Above 1 RMB: Users can exchange AIX worth 1 RMB for 1 Coinhour, used for ecosystem consumption (e.g., subscriptions, NFT purchases) or sold on DEX for profit (0.05 yuan), pulling down the Coinhour price.
Non-Cashout Restriction: Coinhour can only be exchanged for AIX or used for ecosystem consumption; smart contracts prohibit transfers to off-chain addresses (e.g., centralized exchanges).
(b) Impact of Automatic Minting
Fixed generation of 1 Coinhour per hour increases the supply of Coinhour in the system, potentially exerting downward pressure on the price.

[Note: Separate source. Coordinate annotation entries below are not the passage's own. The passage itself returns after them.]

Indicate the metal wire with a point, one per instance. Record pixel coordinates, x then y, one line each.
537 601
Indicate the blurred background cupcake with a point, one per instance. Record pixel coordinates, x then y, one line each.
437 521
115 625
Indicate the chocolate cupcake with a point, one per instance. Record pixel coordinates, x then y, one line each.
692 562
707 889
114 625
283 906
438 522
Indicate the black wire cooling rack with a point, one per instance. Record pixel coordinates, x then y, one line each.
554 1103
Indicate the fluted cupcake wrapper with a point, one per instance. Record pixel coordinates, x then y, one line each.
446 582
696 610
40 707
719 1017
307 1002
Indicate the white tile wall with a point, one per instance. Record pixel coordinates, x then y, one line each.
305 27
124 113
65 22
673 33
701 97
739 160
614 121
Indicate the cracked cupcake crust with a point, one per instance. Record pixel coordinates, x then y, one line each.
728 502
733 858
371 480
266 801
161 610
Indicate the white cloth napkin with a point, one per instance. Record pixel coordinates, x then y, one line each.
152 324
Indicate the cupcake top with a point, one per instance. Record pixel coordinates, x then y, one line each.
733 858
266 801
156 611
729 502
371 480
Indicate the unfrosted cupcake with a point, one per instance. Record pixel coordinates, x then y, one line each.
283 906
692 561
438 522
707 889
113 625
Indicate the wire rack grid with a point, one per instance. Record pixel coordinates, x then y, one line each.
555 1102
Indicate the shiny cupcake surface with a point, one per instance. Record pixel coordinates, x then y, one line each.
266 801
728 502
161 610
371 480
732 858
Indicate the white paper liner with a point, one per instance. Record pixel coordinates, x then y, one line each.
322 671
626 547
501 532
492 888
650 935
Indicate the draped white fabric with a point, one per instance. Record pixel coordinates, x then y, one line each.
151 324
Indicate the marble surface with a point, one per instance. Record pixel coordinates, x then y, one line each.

The 50% burn mechanism reduces circulation through transfers, offsetting some supply pressure and supporting price stability.
(c) Reserve Mechanism
The liquidity pool (LP) for the AIX-Coinhour trading pair serves as the "actual reserve" for Coinhour, with AIX or other ecosystem tokens as the buy-side.
Maintain liquidity through LP mining rewards (e.g., 10% annualized), reducing the risk of insufficient buy-side.